Paper No. 49-2
Presentation Time: 9:00 AM-5:30 PM
MICROSTRUCTURE FORMED BY FAULT DEFORMATION AND ITS INFLUENCES ON OIL AND GAS FILLING IN THE LUNNAN UPLIFT, TARIM BASIN
Lunnan uplift is a narrow zone formed by two nearly parallel and opposite thrust faults which is formed during Hercynian。Due to the multi-stage tectonic superimposition, oil and gas formed by marine source rocks of Middle-Upper Ordovician migrated upward through thrust faults, and oil and gas reservoir were found from Ordovician to Cretaceous, thus forming the most complex petroliferous area in Tarim Basin。

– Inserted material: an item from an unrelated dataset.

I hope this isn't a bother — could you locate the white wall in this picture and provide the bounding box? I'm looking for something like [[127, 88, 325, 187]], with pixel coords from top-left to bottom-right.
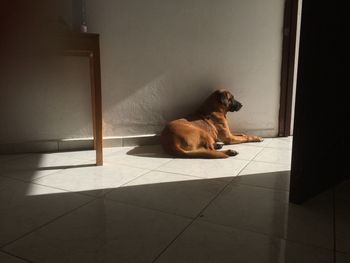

Base on observation of cores ,by using the data of thin section identification (fluorescence and casting thin section) and thermometry of fluid inclusions,51 samples collected from 13 wells in this area were use to study and quantitatively evaluated characteristics of deformation band formed in Triassic reservoir under multi-stage tectonic movement . (1)The interbeds formed by deformation band can be observed in the oil-bearing cores with a width between 1-3 cm,the quantity and distance of thrust faults are in the direct ratio;(2)Microscopically, quartz grains not strongly compacted are mainly point to line contacts. Cataclastic band with reduced grain size and directional microcrack can be observed;(3)Hydrocarbon fluid inclusions can be observed in quartz microcracks and X-shaped conjugated microfractures in fluorescent thin films. By the cutting relationship and mechanical characteristics of fluid inclusion planes, the homogenization temperature of aqueous inclusion formed in same period was determined to be 110-120 degrees Celsius. Therefore, we propose that the Triassic reservoirs in Lunnan uplift are structurally affected to form cataclastic bands, which are characterized by reduced permeability and porosity. The density of cataclastic bands decreases with the increase of distance from the fault core. Microfractures contained hydrocarbon fluid inclusions are formed by compression-shear stress. By judging the mechanical characteristics, the same phase of aqueous inclusion can be distinguished. The homogenization temperature of associated aqueous inclusion is generally characterized by a single peak, mainly 110-120 degrees Celsius, which was formed in the Late Himalayan period (13.8-4.0 Ma).